If your notebook kernel name is unavailable, switch to an existing kernel (`python3`) and rerun cells.

## FAQ

### When should I use `linear` vs `tree` vs `knn`?

- Start with `linear` for strong baseline interpretability.
- Use `tree` for nonlinear relationships and mixed feature types.
- Use `knn` as a local-structure baseline and compare sensitivity.

### Is high model accuracy always better for matching?

Not necessarily. Very high separability may indicate weak overlap, which can reduce matchability. Balance diagnostics matter more than raw classifier accuracy.

### Should I use over- or under-sampling?

- `over`: usually keeps more majority information; good default.
- `under`: faster/smaller training sets; useful for sensitivity checks.
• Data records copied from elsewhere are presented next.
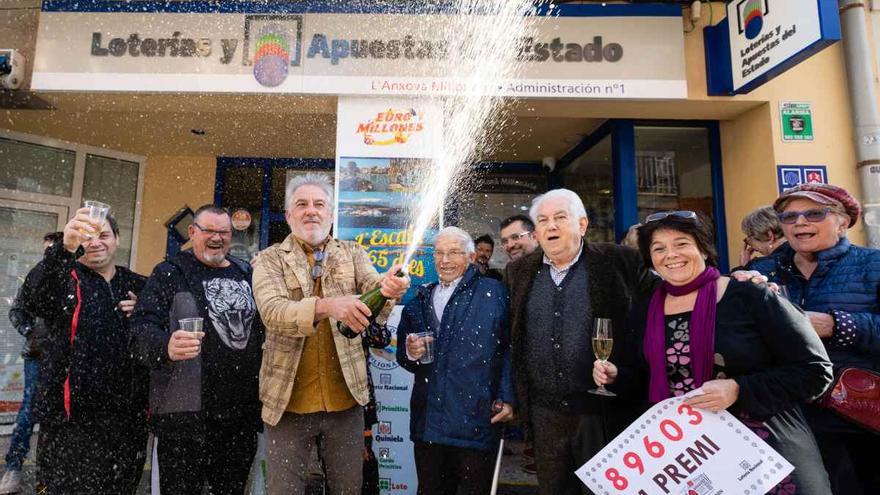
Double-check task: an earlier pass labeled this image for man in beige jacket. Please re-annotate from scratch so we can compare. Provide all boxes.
[253,174,409,495]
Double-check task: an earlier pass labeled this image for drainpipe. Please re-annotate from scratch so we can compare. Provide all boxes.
[839,0,880,248]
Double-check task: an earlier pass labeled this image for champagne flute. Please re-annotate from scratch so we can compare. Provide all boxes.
[589,318,617,397]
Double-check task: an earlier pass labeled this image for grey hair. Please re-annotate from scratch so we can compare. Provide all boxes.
[284,172,333,211]
[741,206,785,241]
[434,227,475,254]
[529,189,587,225]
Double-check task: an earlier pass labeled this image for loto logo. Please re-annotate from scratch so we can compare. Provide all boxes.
[736,0,770,40]
[355,108,425,146]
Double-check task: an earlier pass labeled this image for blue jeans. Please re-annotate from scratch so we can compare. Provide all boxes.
[6,358,40,471]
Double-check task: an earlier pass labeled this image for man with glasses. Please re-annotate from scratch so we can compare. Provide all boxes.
[501,215,538,261]
[254,173,409,495]
[397,227,513,495]
[132,205,264,495]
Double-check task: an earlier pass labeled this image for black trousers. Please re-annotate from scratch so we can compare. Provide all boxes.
[156,419,257,495]
[815,431,880,495]
[37,419,147,495]
[413,442,498,495]
[531,406,616,495]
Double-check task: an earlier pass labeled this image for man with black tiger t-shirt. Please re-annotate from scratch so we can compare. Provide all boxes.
[132,205,265,495]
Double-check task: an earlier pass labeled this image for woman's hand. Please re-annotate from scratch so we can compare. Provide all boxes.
[593,359,617,385]
[684,382,739,412]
### How do I make runs reproducible?

- set `np.random.seed(...)`
- keep fixed package versions
- record model/matching parameters in experiment logs

### Additional resources

- Sekhon, J. S. (2011), *Multivariate and propensity score matching software with automated balance optimization: The Matching package for R*. Journal of Statistical Software, 42(7), 1-52. [Link](https://www.jstatsoft.org/article/view/v042i07)
- Rosenbaum, P. R., & Rubin, D. B. (1983), *The central role of the propensity score in observational studies for causal effects*. Biometrika, 70(1), 41-55. [Link](https://stat.cmu.edu/~ryantibs/journalclub/rosenbaum_1983.pdf)

### Contributing

Contributions are welcome. Please open an issue or pull request in this repository.

### License

`pysmatch` is released under the MIT License.